Él solo se enamoró de mí. Yo lo amaba, él me amaba y le encantaba ser padre de mi hija. Seis meses después de nuestra primera cita, ¡nos casamos! Eso fue hace 10 años y, desde entonces, el Señor nos ha dado tres hijos más.

El jardinero
Hace unos años, todo iba bien, pero algo desencadenó mi pasado. Esa sensación de soledad e indefensión me invadió de nuevo. No tenía sentido. Tenía un esposo maravilloso, pero no podía quitarme de encima esa sensación de niña que había perdido a su papá. Entonces el Señor me mostró la imagen de una flor en medio de un espacio abierto. La planta estaba sola, pero crecía con firmeza y daba fruto. "¿Quién cuida de esta planta?", me preguntó. "¿Ves el sol, la lluvia, los insectos que la polinizan? Yo los dirijo a todos. Tú eres esta planta y yo soy tu Jardinera. Te riego, te hago crecer y cuido de tus necesidades".

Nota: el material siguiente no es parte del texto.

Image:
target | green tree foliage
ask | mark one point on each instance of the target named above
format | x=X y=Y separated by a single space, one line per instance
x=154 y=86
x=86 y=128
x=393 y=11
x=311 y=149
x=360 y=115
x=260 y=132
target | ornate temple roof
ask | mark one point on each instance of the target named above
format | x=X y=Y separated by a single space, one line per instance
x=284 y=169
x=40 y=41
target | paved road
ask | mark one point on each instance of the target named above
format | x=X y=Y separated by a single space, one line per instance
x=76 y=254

En ese momento, tomé lápiz y papel y escribí todo lo que vi en la visión. No tardó mucho en convertirse en una historia. Una historia en la que diferentes plantas respondieron de forma distinta a la invitación de un jardinero a entrar en su jardín, donde él podía protegerlas y cuidarlas. Me vi reflejada en las reacciones de cada planta hacia el jardinero en diferentes etapas de mi vida.

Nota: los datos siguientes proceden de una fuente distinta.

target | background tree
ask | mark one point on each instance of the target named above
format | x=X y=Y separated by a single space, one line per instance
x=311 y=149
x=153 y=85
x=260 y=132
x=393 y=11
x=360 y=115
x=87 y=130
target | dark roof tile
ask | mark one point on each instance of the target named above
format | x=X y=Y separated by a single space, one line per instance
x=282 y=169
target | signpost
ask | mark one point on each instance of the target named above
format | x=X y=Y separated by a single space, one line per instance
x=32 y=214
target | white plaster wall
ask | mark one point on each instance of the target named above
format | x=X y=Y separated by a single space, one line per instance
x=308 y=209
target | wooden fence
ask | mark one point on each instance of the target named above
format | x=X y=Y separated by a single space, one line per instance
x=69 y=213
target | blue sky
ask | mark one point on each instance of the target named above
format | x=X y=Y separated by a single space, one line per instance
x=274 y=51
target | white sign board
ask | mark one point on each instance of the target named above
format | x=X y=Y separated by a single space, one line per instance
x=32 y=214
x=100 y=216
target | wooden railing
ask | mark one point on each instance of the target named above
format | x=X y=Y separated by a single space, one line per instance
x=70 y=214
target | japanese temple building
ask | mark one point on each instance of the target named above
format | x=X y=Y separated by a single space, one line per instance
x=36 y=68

Les conté la historia a mi esposo y a otros amigos y conocidos. Les gustó, pero algunos me preguntaban: "¿Quién es el jardinero?". Yo sonreía y respondía: "¿Qué? ¿No reconoces a Dios?".
"¡Deberías publicar esto como libro infantil!", me animaron. "Hay tan pocos libros en Israel para niños con verdades tan profundas como esta". Así que fui a Hotam, una editorial mesiánica. Fueron increíbles. Les encantó el libro y me guiaron en todo el proceso. Luego, a mitad del proceso, me enteré de que la empresa ya no publicaba nuevos libros. Me decepcioné, sobre todo porque teníamos tan buena conexión.

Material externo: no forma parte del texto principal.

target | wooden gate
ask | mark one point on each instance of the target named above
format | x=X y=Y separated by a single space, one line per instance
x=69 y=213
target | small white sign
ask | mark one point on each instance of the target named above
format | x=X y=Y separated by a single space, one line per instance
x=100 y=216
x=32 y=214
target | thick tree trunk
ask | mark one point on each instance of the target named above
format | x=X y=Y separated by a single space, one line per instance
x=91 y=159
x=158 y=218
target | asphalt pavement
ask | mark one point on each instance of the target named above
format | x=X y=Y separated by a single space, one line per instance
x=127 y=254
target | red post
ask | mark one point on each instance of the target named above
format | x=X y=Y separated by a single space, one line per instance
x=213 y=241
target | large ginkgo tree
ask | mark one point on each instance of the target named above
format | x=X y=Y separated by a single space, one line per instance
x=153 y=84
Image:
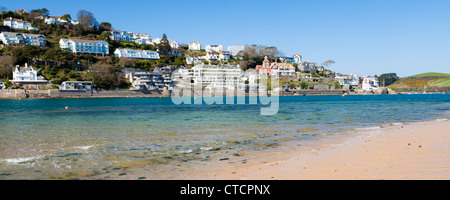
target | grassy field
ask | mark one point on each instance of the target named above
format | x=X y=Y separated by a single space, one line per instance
x=430 y=82
x=430 y=74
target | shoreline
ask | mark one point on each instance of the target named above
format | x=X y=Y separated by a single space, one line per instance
x=401 y=151
x=58 y=94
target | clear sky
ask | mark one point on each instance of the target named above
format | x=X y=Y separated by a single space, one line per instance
x=362 y=36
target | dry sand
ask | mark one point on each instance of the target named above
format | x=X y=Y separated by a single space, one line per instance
x=406 y=151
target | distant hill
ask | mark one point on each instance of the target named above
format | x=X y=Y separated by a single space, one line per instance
x=429 y=82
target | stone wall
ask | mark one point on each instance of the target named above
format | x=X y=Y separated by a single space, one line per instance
x=12 y=94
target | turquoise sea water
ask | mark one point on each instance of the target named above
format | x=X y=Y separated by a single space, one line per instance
x=40 y=139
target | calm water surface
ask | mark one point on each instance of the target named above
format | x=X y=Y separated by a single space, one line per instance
x=40 y=139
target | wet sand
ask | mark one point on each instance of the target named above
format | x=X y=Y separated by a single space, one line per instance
x=402 y=151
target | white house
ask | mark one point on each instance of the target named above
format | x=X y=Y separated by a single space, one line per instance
x=138 y=54
x=282 y=69
x=76 y=86
x=190 y=60
x=370 y=83
x=147 y=80
x=213 y=47
x=227 y=76
x=142 y=38
x=234 y=49
x=195 y=45
x=351 y=80
x=34 y=39
x=27 y=75
x=122 y=36
x=55 y=19
x=211 y=56
x=18 y=24
x=97 y=47
x=174 y=44
x=10 y=38
x=224 y=55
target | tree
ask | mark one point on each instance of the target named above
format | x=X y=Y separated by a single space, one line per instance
x=388 y=79
x=87 y=19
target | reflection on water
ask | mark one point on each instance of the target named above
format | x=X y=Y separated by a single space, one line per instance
x=40 y=139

Me recomendaron a otra organización y la experiencia fue horrible. Desde el principio me sentí un poco raro. Aun así, me senté con ellos para escuchar sus condiciones. Me ofrecieron todos los derechos del libro y hacer lo que quisieran con él, y yo recibiría cinco ejemplares para compartir con amigos y familiares por mi contribución.
Cuando les expliqué que no les parecía un trato justo, me respondieron: «Si dices que Dios te dio este libro gratuitamente, entonces deberías estar conforme con compartirlo sin que te paguen por ello». Salí de allí muy desanimada. Quería que esto fuera un esfuerzo conjunto con creyentes, pero parecía que no había ninguna puerta abierta. Unos amigos me recomendaron que fuera a una editorial secular y lo hice. Les encantó el libro y estábamos en conversaciones para publicarlo, pero mi decisión no estaba del todo clara.
Una tarde, le conté a una amiga mi dilema sobre dedicarme a la publicación secular y me dijo: "¿No tienes contactos con Maoz? ¡Publican muchísimos libros!".
¡No tenía ni idea! Enseguida contacté con Liraz, la responsable de Maoz Publishing, y conectamos de maravilla. Liraz me guió durante todo el proceso y me firmó un contrato. Me sentí apreciada y respetada como joven escritora, y sin darme cuenta, ¡ “El Jardín Creciente” ya estaba impreso! Ya estoy escribiendo otro libro y, a pocas semanas de su publicación, ya se está corriendo la voz entre los profesores de preescolar para que lo publiquen en las bibliotecas infantiles.
Qué honor poder compartir mi don y sembrar esta semilla de la bondad de Dios en los corazones de los niños israelíes. Tengo un Padre increíble y quiero que todos lo conozcan.